During a visit to Cooper-Hewitt about a year and a half ago, West-coast felt-maker Janice Arnold was intrigued by the form of the museum’s conservatory. Its domed roof and iron mullions resemble the radiating struts of the framework of a yurt—the circular tent dwelling of the nomadic tribes who first created felt. Next week, Arnold will begin installing Palace Yurt, an installation created especially for the Museum’s exhibition Fashioning Felt.
The traditional yurt is a trellis-frame tent covered with thick, humble felts made from raw sheep’s wool. The largest, most elaborately decorated tent is the place of celebration, songs and epic poems. Arnold’s design is a fantasia on the yurt form, which is still the preferred environment for events of spiritual significance, even as nomadic peoples become more urbanized.

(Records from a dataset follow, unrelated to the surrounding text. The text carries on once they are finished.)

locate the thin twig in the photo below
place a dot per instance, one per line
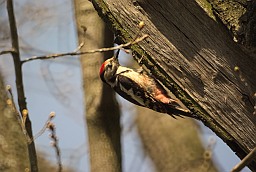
(55, 144)
(51, 116)
(137, 40)
(11, 103)
(6, 52)
(247, 159)
(19, 84)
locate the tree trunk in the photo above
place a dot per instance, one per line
(194, 57)
(102, 112)
(173, 145)
(13, 147)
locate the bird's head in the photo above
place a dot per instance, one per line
(109, 68)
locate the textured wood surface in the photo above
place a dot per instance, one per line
(194, 56)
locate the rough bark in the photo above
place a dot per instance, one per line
(173, 145)
(239, 17)
(194, 57)
(102, 112)
(13, 147)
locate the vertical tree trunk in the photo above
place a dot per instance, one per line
(102, 112)
(13, 147)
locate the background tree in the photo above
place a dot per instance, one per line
(194, 57)
(102, 111)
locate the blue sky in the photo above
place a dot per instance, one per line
(55, 85)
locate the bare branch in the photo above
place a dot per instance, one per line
(6, 52)
(52, 114)
(19, 84)
(55, 144)
(247, 159)
(50, 56)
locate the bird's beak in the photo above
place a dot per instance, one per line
(117, 54)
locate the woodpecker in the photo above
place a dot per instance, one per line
(139, 88)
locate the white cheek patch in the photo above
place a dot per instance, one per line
(132, 95)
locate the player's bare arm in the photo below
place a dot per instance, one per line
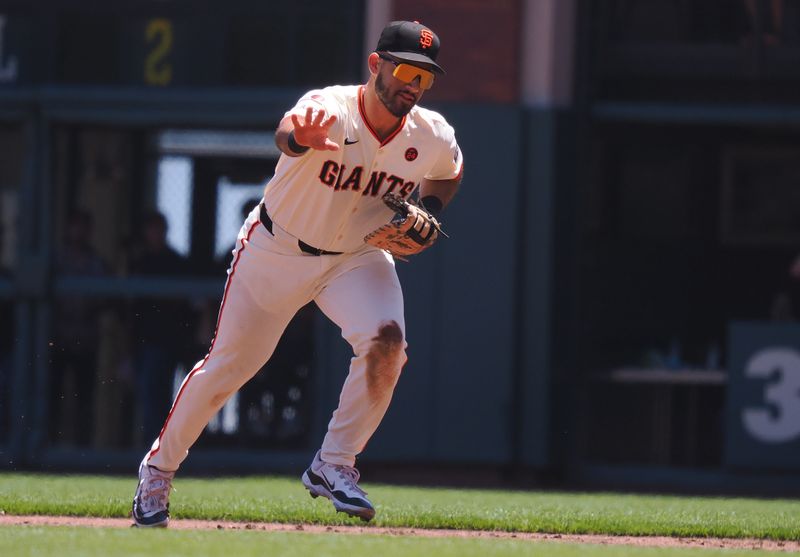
(295, 135)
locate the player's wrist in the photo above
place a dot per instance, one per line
(294, 146)
(432, 204)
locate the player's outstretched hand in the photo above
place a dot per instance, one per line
(313, 131)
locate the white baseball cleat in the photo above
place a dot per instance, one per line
(340, 485)
(151, 502)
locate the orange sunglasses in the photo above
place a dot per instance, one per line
(408, 73)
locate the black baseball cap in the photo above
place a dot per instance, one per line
(412, 42)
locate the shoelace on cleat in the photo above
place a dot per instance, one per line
(154, 495)
(350, 476)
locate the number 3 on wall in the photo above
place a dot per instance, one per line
(778, 421)
(158, 71)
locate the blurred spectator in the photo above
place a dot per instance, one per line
(157, 344)
(76, 334)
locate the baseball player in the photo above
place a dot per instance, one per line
(332, 217)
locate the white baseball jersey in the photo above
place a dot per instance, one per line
(332, 199)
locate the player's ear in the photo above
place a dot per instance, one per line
(372, 63)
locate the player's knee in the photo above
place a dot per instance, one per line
(389, 342)
(385, 359)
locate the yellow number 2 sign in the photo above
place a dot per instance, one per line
(158, 36)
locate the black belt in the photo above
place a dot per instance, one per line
(267, 222)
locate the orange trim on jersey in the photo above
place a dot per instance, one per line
(213, 340)
(363, 112)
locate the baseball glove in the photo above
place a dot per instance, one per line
(411, 230)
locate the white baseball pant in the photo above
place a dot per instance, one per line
(269, 280)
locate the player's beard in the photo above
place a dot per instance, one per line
(392, 101)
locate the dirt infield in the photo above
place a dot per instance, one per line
(184, 524)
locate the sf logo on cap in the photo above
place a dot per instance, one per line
(426, 38)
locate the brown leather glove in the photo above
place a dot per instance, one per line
(411, 230)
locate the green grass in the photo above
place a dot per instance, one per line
(284, 500)
(101, 542)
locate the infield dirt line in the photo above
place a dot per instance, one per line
(188, 524)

Arnold will create a total environment from her luxurious handmade felts, which combine Merino wool with silk and metallic fibers and sheer fabrics. Her technique allows for the creation of richly textured areas in combination with gossamer sheer ones. The wall panels will use that sheerness to maintain the light-filled feeling of the Conservatory, while the leaded glass pattern of the ceiling inspired a mosaic of sheer and opaque areas. The window seat will be covered with a thick, dense, hand-beveled felt, to enable visitors to experience felt’s tactility and contemplate both its history and versatility.

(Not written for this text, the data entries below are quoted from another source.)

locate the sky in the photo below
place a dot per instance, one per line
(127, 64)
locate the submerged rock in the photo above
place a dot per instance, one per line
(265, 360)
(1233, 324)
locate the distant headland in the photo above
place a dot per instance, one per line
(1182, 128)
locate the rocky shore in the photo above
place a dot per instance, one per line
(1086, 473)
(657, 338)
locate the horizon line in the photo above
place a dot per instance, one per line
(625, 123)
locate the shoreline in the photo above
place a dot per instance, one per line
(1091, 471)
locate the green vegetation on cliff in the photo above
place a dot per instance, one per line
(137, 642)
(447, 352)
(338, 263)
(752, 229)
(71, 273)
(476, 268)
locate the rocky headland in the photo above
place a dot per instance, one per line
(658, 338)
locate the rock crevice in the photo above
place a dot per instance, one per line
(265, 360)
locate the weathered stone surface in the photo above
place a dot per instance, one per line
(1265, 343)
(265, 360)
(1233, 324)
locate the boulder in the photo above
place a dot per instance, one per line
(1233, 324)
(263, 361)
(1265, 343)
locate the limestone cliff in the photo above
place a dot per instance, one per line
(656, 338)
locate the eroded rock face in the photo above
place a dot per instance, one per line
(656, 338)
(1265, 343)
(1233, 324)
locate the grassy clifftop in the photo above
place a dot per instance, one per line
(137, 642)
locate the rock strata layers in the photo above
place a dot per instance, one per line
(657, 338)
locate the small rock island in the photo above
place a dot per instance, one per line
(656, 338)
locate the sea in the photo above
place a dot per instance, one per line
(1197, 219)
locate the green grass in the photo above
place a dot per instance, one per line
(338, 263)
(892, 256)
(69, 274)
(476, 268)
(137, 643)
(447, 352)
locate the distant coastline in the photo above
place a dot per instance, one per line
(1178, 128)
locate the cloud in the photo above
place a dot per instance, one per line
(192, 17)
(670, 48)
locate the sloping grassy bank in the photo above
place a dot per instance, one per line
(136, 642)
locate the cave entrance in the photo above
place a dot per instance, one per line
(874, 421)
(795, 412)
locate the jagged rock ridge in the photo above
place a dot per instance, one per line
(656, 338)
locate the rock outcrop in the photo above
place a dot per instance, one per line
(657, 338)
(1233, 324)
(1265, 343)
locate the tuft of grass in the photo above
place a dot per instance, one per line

The fabric panels composing the walls and ceiling are so large that they have to be felted outdoors at Arnold’s studio in Centralia, Washington. Nomads felt in the spring and fall, but Arnold’s team has been working through the winter to complete the installation. Unseasonably cold temperatures coupled with record snowfall have made it challenging work indeed. But the Palace Yurt, both traditionally and in this contemporary interpretation, is the place to gather for celebration when the felting is done.
The traditional Palace Yurt form has a domed roof and canopied entrance.

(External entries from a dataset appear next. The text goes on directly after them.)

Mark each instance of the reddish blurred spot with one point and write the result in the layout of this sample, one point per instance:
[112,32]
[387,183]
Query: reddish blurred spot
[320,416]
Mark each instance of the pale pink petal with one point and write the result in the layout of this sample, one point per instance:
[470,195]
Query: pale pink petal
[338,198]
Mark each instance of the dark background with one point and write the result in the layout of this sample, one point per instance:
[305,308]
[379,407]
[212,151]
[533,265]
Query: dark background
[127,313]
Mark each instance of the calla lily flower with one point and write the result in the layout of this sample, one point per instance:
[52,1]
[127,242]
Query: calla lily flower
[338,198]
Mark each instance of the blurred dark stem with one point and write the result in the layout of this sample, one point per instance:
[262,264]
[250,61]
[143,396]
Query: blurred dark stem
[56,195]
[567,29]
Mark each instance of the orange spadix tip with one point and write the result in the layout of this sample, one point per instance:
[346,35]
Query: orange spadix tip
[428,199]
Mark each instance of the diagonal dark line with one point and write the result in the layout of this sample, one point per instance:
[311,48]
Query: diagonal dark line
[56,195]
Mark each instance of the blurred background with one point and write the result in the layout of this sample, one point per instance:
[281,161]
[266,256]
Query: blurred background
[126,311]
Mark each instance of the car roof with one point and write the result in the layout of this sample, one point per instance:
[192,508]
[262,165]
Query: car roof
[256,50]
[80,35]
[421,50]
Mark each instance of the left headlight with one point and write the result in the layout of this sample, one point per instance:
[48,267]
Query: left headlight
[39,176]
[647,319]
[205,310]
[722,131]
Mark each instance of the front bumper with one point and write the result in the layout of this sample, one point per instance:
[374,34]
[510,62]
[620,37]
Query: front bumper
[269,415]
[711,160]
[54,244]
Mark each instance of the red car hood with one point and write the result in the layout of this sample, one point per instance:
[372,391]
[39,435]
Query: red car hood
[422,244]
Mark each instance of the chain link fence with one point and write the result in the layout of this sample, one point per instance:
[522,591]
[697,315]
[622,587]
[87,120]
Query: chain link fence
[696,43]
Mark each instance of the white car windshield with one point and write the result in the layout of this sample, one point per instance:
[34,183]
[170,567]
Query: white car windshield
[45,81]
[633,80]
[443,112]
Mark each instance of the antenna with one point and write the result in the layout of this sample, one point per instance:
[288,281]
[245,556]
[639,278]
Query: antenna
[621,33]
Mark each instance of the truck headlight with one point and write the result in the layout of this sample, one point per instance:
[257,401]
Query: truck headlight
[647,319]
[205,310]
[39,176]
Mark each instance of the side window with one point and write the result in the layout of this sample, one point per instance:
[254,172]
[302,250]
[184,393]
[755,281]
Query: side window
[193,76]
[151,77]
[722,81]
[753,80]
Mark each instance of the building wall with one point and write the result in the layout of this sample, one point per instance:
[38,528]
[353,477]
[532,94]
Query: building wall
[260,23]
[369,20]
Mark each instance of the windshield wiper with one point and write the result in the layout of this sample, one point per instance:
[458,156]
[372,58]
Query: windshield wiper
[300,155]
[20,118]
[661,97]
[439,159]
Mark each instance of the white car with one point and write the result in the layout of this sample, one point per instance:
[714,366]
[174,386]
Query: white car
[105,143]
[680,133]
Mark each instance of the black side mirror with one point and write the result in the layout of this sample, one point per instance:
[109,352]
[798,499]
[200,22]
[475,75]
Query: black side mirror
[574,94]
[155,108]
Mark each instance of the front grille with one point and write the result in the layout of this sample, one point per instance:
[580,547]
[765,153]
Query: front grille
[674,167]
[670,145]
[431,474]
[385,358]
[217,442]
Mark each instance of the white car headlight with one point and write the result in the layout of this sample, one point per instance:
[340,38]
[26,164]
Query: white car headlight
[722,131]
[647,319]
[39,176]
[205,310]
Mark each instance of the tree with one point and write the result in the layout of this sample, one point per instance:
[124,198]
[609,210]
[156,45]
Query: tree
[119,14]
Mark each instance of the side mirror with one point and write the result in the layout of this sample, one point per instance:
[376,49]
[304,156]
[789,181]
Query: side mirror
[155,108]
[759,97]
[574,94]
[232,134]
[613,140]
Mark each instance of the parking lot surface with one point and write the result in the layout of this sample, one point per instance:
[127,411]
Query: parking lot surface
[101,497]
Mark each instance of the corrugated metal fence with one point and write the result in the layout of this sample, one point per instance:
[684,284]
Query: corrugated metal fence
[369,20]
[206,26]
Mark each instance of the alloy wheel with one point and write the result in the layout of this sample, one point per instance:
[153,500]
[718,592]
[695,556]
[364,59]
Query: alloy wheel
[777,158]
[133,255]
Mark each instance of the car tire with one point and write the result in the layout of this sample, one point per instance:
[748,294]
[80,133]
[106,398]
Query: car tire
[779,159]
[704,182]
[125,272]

The iron framework of the Conservatory’s roof resembles the struts of a yurt’s trellis frame.
Janice Arnold’s felt fabrics combine dense and translucent areas in a myriad of patterns.
A double arch with a Mongolian blessing will frame the entrance.
Arnold’s felts for the installation will be made on a base of silk gauze, with wool, silk, soy, and metallic fibers felted in.
The thick felt cushion for the window seat will have a hand-beveled edge, revealing layers of color.
Sacred symbols protect both the yurt owners and their welcome guests.